CVE-2025-41245 | VMware Aria Operations Information disclosure vulnerability
Description:
VMware Aria Operations contains an information disclosure vulnerability. Broadcom has evaluated the severity of this issue to be in the Moderate severity range with a maximum CVSSv3 base score of 4.9. A malicious actor with non-administrative privileges in Aria Operations may exploit this vulnerability to disclose credentials of other users of Aria Operations.
Resolution:
To remediate CVE-2025-41245 apply the patches listed in the ‘Fixed Version’ column of the ‘Response Matrix’ found below.

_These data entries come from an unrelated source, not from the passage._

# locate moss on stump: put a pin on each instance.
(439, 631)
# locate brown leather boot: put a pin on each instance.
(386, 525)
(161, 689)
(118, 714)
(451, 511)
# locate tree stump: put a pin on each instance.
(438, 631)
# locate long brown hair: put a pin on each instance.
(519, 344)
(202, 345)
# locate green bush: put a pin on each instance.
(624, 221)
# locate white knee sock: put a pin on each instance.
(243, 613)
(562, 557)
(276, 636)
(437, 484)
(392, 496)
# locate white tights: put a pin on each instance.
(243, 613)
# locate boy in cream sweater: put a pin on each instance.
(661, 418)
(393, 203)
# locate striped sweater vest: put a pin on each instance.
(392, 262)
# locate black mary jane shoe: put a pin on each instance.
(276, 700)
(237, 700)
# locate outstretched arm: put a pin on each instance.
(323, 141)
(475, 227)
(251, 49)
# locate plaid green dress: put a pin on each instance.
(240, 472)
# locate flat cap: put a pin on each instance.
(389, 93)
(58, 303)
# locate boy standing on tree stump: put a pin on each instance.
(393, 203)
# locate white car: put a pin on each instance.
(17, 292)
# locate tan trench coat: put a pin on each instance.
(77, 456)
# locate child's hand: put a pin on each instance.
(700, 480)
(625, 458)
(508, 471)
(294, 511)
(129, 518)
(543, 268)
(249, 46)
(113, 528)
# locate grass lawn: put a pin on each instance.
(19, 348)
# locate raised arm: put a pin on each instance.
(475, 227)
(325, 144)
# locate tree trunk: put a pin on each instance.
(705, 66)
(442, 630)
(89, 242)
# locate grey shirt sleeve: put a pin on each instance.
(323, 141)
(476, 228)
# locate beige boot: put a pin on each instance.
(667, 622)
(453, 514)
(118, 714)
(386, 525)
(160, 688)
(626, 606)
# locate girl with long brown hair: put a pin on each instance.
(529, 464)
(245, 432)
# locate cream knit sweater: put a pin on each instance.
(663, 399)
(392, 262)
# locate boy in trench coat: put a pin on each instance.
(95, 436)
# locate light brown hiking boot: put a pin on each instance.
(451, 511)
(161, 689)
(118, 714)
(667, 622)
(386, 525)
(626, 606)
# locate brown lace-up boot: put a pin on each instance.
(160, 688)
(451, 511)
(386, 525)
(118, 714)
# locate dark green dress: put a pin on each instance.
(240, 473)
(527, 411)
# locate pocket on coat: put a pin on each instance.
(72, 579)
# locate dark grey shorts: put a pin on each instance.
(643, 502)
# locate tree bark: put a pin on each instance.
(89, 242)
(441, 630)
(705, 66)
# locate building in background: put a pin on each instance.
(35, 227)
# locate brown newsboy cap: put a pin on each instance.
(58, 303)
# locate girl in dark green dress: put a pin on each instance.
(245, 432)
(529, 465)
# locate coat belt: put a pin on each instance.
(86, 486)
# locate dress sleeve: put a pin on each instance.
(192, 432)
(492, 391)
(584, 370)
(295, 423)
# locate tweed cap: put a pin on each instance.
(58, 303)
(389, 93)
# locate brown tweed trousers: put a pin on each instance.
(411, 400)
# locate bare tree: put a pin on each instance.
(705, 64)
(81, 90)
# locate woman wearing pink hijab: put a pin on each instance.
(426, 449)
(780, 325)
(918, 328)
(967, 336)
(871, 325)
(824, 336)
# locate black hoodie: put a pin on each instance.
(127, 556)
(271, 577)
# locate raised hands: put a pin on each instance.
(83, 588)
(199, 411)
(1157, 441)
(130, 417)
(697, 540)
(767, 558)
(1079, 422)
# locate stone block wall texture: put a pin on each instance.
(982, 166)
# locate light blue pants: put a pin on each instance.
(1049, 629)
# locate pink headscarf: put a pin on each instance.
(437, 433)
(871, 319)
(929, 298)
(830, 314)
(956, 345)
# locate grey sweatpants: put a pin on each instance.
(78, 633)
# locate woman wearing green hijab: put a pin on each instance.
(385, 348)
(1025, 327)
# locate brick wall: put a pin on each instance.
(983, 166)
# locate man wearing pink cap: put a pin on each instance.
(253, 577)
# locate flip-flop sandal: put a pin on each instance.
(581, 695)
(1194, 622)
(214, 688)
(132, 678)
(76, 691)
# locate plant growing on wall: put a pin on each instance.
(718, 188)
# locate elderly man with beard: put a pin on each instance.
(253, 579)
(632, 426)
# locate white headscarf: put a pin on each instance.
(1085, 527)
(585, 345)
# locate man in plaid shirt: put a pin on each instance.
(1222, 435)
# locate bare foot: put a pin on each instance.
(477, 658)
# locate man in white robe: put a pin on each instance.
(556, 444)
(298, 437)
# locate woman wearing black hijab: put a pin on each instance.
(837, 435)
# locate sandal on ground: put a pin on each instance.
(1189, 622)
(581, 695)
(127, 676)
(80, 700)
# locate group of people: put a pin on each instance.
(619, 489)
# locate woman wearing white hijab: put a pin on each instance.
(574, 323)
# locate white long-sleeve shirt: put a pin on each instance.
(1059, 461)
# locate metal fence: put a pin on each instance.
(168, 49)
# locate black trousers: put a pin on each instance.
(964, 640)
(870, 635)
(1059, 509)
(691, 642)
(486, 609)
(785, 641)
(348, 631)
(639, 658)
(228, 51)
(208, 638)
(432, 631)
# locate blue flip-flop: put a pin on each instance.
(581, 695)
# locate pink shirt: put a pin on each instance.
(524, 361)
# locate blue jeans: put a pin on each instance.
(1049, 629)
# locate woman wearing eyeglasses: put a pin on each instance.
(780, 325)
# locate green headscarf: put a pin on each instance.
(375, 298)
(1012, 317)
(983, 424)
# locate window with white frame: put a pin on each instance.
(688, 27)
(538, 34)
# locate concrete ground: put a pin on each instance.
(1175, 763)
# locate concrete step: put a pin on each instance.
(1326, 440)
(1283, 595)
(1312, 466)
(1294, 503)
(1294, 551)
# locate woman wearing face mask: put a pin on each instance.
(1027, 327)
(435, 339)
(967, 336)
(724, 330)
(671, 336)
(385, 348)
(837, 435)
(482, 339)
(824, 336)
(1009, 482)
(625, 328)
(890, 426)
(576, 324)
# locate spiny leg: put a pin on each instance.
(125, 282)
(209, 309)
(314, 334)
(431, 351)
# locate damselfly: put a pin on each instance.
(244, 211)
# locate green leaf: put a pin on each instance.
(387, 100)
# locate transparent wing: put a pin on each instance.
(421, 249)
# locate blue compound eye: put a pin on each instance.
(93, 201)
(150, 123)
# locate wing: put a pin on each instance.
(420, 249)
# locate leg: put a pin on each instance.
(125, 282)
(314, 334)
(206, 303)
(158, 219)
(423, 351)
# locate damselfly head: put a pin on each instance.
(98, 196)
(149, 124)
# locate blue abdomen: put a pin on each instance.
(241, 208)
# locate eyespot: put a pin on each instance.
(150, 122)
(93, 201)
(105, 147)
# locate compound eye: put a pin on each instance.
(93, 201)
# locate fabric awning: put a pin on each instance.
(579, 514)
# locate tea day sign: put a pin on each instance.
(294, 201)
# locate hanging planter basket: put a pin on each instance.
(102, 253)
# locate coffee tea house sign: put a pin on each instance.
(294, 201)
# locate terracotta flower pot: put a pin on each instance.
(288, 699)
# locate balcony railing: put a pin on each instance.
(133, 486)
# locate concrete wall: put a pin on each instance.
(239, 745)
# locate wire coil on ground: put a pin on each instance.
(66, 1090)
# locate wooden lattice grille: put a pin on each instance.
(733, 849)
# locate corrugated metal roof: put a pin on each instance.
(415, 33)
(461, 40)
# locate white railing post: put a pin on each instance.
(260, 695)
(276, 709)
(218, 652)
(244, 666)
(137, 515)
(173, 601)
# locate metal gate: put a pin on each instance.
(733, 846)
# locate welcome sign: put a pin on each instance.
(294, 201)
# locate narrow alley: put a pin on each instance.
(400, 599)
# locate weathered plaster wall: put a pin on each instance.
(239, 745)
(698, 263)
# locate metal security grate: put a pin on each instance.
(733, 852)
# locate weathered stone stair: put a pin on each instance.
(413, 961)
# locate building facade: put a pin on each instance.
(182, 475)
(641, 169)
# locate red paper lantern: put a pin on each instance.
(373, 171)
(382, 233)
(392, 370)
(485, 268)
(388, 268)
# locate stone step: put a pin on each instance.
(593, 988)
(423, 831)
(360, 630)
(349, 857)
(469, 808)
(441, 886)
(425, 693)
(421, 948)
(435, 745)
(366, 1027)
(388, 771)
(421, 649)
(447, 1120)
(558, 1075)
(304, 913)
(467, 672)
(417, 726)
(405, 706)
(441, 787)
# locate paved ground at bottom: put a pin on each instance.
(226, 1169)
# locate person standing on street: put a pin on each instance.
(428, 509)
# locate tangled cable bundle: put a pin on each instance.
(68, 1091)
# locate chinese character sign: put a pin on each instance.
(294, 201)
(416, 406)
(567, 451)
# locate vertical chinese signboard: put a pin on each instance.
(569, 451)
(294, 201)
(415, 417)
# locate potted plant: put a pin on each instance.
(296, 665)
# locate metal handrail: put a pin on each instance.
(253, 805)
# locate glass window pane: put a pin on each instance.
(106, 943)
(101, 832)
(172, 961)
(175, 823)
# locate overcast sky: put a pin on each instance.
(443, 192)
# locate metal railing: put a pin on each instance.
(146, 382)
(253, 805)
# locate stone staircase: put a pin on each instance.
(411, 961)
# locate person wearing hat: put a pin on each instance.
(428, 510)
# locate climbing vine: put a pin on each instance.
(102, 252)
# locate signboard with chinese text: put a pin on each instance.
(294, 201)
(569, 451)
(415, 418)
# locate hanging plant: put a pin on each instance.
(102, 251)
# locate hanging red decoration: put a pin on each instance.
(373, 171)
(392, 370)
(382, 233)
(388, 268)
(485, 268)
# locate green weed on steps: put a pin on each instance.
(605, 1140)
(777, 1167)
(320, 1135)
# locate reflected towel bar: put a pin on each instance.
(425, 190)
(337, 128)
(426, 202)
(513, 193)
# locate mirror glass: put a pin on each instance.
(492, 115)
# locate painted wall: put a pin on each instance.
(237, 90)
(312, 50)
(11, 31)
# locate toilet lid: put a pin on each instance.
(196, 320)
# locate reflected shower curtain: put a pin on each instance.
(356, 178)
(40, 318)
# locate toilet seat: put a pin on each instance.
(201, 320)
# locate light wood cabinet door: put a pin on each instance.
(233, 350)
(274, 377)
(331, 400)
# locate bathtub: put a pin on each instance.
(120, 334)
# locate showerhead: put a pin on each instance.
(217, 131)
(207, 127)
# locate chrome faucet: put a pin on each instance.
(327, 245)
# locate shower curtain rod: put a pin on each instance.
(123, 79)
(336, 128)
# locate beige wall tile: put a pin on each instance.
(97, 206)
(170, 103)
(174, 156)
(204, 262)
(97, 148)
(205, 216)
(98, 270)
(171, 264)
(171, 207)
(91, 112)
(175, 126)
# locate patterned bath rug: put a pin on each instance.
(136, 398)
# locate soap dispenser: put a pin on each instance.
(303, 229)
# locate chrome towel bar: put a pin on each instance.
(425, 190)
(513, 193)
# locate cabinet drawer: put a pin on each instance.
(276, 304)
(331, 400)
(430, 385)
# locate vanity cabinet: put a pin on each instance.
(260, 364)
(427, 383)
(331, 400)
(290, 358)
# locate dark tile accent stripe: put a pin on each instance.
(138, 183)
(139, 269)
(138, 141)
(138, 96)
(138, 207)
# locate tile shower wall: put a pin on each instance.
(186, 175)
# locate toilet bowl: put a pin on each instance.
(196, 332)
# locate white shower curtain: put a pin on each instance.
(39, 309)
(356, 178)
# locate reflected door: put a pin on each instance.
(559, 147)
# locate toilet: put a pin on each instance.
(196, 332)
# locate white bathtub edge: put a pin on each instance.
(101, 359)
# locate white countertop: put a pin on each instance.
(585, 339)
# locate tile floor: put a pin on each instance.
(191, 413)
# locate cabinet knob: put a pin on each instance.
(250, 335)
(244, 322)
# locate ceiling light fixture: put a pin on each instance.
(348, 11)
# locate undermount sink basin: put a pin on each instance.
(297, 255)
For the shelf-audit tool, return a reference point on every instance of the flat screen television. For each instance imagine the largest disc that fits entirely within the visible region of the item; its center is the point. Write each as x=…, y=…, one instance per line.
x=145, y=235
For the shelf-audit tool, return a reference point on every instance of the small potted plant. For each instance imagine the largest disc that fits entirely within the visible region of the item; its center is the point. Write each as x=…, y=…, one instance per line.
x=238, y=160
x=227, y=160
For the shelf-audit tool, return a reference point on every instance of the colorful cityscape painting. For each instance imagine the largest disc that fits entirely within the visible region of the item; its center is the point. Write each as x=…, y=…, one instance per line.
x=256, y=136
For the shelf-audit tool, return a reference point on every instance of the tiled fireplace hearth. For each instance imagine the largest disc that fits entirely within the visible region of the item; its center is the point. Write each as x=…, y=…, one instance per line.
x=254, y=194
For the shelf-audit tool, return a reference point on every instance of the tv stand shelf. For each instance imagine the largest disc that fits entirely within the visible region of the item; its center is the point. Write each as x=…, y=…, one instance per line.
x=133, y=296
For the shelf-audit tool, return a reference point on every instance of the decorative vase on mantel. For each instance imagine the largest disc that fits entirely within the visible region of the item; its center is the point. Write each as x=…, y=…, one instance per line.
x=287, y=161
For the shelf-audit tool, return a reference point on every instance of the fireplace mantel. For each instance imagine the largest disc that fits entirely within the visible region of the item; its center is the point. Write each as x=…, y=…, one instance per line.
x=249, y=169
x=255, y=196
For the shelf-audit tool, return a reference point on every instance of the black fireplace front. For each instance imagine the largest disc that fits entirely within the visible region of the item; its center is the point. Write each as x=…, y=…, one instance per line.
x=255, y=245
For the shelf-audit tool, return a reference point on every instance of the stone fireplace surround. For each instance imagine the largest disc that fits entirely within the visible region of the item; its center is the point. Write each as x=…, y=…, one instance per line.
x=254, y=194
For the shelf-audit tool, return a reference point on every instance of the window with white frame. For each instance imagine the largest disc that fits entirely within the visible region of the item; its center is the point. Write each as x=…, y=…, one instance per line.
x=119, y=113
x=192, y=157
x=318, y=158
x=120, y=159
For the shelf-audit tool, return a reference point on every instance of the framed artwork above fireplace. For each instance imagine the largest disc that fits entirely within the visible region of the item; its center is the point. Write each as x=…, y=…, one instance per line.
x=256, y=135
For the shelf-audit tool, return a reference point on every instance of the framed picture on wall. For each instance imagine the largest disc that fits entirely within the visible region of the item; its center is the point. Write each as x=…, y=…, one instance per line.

Response Matrix CVE-2025-41244 & CVE-2025-41245:
| Product | Version | Running On | CVE | Severity | Fixed Version | Workaround |
| VMware Cloud FoundationVMware vSphere Foundation | 9.x.x.x | Any | CVE-2025-41244 | Important | 9.0.1.0 | None |
| VMware Cloud FoundationVMware vSphere Foundation | 13.x.x.x [2] | Windows, Linux | CVE-2025-41244 | Important | 13.0.5.0 | None |
| VMware Aria Operations | 8.x | Any | CVE-2025-41244, CVE-2025-41245 | Important | 8.18.5 | None |
| VMware Tools | 13.x.x | Windows, Linux | CVE-2025-41244 | Important | 13.0.5 | None |
| VMware Tools | 12.x.x, 11.x.x | Windows, Linux | CVE-2025-41244 | Important | 12.5.4 | None |
| VMware Cloud Foundation | 5.x, 4.x | Any | CVE-2025-41244, CVE-2025-41245 | Important | KB92148 | None |
| VMware Telco Cloud Platform | 5.x, 4.x | Any | CVE-2025-41244, CVE-2025-41245 | Important | 8.18.5 | None |
| VMware Telco Cloud Infrastructure | 3.x, 2.x | Any | CVE-2025-41244, CVE-2025-41245 | Important | 8.18.5 | None |
CVE-2025-41246 | VMware Tools improper authorisation vulnerability
Description:
VMware Tools for Windows contains an improper authorisation vulnerability due to the way it handles user access controls. Broadcom has evaluated the severity of this issue to be in the Important severity range with a maximum CVSSv3 base score of 7.6. A malicious actor with non-administrative privileges on a guest VM, who is already authenticated through vCenter or ESX may exploit this issue to access other guest VMs. Successful exploitation requires knowledge of credentials of the targeted VMs and vCenter or ESX.
Resolution:
To remediate CVE-2025-41246 apply the patches listed in the ‘Fixed Version’ column of the ‘Response Matrix’ found below.
Notes:
[1] VMware Tools 12.4.9 which is part of VMware Tools 12.5.4, also addresses the issue for Windows 32-bit.
[2] This issue affects only VMware Tools for Windows
Response Matrix CVE-2025-41246:
| Product | Version | Running On | CVE | CVSSv3 | Severity | Fixed Version | Workaround |
| VMware Cloud FoundationVMware vSphere Foundation | 13.x.x.x [2] | Windows | CVE-2025-41246 | 7.6 | Important | 13.0.5.0 | None |
| VMware Tools [2] | 13.x.x | Windows | CVE-2025-41246 | 7.6 | Important | 13.0.5 | None |
| VMware Tools [2] | 12.x.x, 11.x.x | Windows | CVE-2025-41246 | 7.6 | Important | 12.5.4 | None |
| VMware Tools | 12.x.x, 11.x.x | Linux | CVE-2025-41246 | N/A | N/A | Unaffected | N/A |
| VMware Tools | 12.x.x, 11.x.x | macOS | CVE-2025-41246 | N/A | N/A | Unaffected | N/A |
You can also check my VMware Product Release page for more information regarding released products, release notes, and download links.
Sources:
Broadcom Blog Post
Change Log:
30.10.2025 – Broadcom has information to suggest that suspected exploitation of CVE-2025-41244 has occurred in the wild.